Bowles Center for Alcohol Studies, University of North Carolina at Chapel Hill, Chapel Hill, North Carolina.
Department of Pharmacology, University of North Carolina School of Medicine, Chapel Hill, North Carolina.
J Neurophysiol. 2021 Dec 1;126(6):2119-2129. doi: 10.1152/jn.00251.2021. Epub 2021 Nov 24.
Neuroimmune signaling is increasingly identified as a critical component of various illnesses, including chronic pain, substance use disorder, and depression. However, the underlying neural mechanisms remain unclear. Proinflammatory cytokines, such as tumor necrosis factor-α (TNF-α), may play a role by modulating synaptic function and long-term plasticity. The midbrain structure periaqueductal gray (PAG) plays a well-established role in pain processing, and although TNF-α inhibitors have emerged as a therapeutic strategy for pain-related disorders, the impact of TNF-α on PAG neuronal activity has not been thoroughly characterized. Recent studies have identified subpopulations of ventrolateral PAG (vlPAG) with opposing effects on nociception, with dopamine (DA) neurons driving pain relief in contrast to GABA neurons. Therefore, we used slice physiology to examine the impact of TNF-α on neuronal activity of both these subpopulations. We focused on female mice since the PAG is a sexually dimorphic region and most studies use male subjects, limiting our understanding of mechanistic variations in females. We selectively targeted GABA and DA neurons using transgenic reporter lines. Following exposure to TNF-α, there was an increase in excitability of GABA neurons along with a reduction in glutamatergic synaptic transmission. In DA neurons, TNF-α exposure resulted in a robust decrease in excitability along with a modest reduction in glutamatergic synaptic transmission. Interestingly, TNF-α had no effect on inhibitory transmission onto DA neurons. Collectively, these data suggest that TNF-α differentially affects the function of GABA and DA neurons in female mice and enhances our understanding of how TNF-α-mediated signaling modulates vlPAG function. This study describes the effects of TNF-α on two distinct subpopulations of neurons in the vlPAG. We show that TNF-α alters both neuronal excitability and glutamatergic synaptic transmission on GABA and dopamine neurons within the vlPAG of female mice. This provides critical new information on the role of TNF-α in the potential modulation of pain, since activation of vlPAG GABA neurons drives nociception, whereas activation of dopamine neurons drives analgesia.

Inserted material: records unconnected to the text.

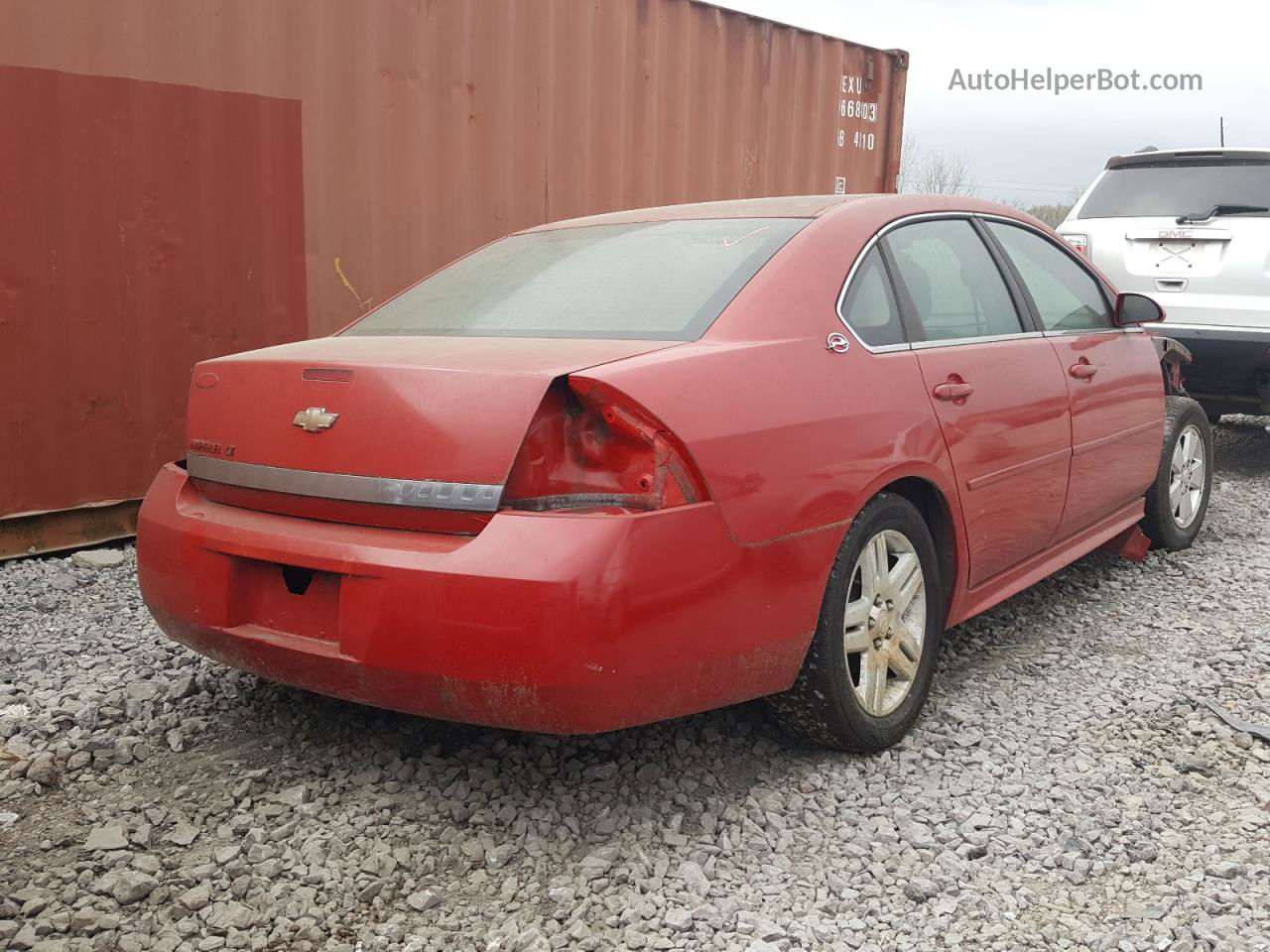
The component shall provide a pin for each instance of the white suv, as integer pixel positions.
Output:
(1192, 229)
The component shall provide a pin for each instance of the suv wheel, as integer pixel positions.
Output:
(871, 660)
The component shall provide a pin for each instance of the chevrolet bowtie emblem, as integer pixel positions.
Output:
(316, 419)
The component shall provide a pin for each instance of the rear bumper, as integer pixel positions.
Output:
(545, 622)
(1230, 366)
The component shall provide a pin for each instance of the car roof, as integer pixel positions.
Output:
(873, 206)
(1198, 155)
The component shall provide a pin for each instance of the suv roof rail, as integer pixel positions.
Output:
(1207, 157)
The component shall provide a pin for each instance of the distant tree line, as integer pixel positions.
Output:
(925, 171)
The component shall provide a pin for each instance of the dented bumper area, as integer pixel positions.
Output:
(550, 622)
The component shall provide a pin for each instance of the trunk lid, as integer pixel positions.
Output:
(425, 411)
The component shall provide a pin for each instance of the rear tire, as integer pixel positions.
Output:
(870, 665)
(1178, 500)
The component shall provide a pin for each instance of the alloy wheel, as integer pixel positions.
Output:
(1187, 477)
(884, 624)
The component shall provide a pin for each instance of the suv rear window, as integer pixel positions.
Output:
(649, 281)
(1174, 188)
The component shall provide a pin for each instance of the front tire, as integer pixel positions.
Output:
(1178, 500)
(870, 665)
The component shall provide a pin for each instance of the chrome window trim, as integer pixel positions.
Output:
(961, 341)
(1166, 325)
(1083, 333)
(425, 494)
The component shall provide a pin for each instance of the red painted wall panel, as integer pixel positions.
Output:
(144, 226)
(379, 140)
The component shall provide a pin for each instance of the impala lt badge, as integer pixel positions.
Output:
(316, 419)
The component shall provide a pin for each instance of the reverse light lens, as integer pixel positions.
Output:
(1080, 243)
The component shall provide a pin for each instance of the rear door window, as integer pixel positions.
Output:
(869, 308)
(1066, 296)
(953, 286)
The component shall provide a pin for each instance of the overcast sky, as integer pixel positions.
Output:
(1033, 145)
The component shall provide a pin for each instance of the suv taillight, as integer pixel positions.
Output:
(1080, 243)
(590, 447)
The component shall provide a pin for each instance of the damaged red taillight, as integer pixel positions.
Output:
(590, 447)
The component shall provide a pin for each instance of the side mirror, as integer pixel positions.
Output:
(1137, 308)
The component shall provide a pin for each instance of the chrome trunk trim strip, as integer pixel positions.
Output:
(426, 494)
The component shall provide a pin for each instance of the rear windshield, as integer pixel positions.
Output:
(651, 281)
(1178, 188)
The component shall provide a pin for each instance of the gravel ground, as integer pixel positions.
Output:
(1067, 788)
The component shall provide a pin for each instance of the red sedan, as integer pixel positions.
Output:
(629, 467)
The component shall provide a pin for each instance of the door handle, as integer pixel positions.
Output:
(952, 390)
(1082, 370)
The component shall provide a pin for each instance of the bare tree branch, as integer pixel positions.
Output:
(934, 171)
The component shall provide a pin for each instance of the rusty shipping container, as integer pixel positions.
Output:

神经免疫信号正逐渐被认为是各种疾病的关键组成部分,包括慢性疼痛、物质使用障碍和抑郁症。然而,潜在的神经机制尚不清楚。促炎细胞因子,如肿瘤坏死因子-α(TNF-α),可能通过调节突触功能和长期可塑性发挥作用。中脑结构导水管周围灰质(PAG)在疼痛处理中起着既定的作用,尽管 TNF-α 抑制剂已成为治疗与疼痛相关疾病的一种策略,但 TNF-α 对 PAG 神经元活性的影响尚未得到充分描述。最近的研究已经确定了腹外侧 PAG(vlPAG)中具有相反的镇痛作用的亚群,多巴胺(DA)神经元驱动疼痛缓解,而 GABA 神经元则相反。因此,我们使用切片生理学来检查 TNF-α对这两个亚群神经元活性的影响。我们专注于雌性小鼠,因为 PAG 是一个性别二态区域,并且大多数研究使用雄性动物作为研究对象,这限制了我们对雌性动物中机制变化的理解。我们使用转基因报告线有针对性地靶向 GABA 和 DA 神经元。暴露于 TNF-α后,GABA 神经元的兴奋性增加,谷氨酸能突触传递减少。在 DA 神经元中,TNF-α 暴露导致兴奋性显著降低,同时谷氨酸能突触传递适度减少。有趣的是,TNF-α对 DA 神经元的抑制性传递没有影响。总的来说,这些数据表明,TNF-α以不同的方式影响雌性小鼠中 GABA 和 DA 神经元的功能,并增强了我们对 TNF-α 介导的信号如何调节 vlPAG 功能的理解。这项研究描述了 TNF-α对雌性小鼠 vlPAG 中两个不同神经元亚群的影响。我们表明,TNF-α改变了 vlPAG 中 GABA 和多巴胺神经元的神经元兴奋性和谷氨酸能突触传递。这为 TNF-α在潜在调节疼痛中的作用提供了关键的新信息,因为激活 vlPAG GABA 神经元会引起疼痛,而激活多巴胺神经元会产生镇痛作用。